Aqueous hydrochloric acid (HCI) reacts with solid sodium hydroxide (NaOH) to produce aqueous sodium chloride (NaCl) and liquid water (H20). What is the theoretical yield of sodium chloride formed from the reaction of 11.7 g of hydrochloric acid and 22.4 g of sodium hydroxide?

First, we need to determine the limiting reactant in the reaction.

1. Calculate the molar mass of each compound:
- HCl: 1(1.008) + 1(35.453) = 36.461 g/mol
- NaOH: 22.99 + 1.008 + 15.999 = 39.997 g/mol

2. Calculate the moles of each reactant:
- Moles of HCl = 11.7 g / 36.461 g/mol = 0.320 moles
- Moles of NaOH = 22.4 g / 39.997 g/mol = 0.560 moles

3. Determine the limiting reactant (HCl in this case).

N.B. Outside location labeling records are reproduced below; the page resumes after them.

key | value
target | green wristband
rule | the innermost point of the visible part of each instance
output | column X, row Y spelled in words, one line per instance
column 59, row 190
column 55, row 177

4. Use the mole ratio from the balanced chemical equation to determine the moles of NaCl produced:
2 moles HCl : 2 moles NaCl

Moles of NaCl = 0.320 moles HCl * (2 moles NaCl / 2 moles HCl) = 0.320 moles NaCl

5. Calculate the mass of NaCl produced:
Mass of NaCl = 0.320 moles * (22.99 + 35.453) = 19.24 g

Therefore, the theoretical yield of sodium chloride formed from the reaction of 11.7 g of hydrochloric acid and 22.4 g of sodium hydroxide is 19.24 g.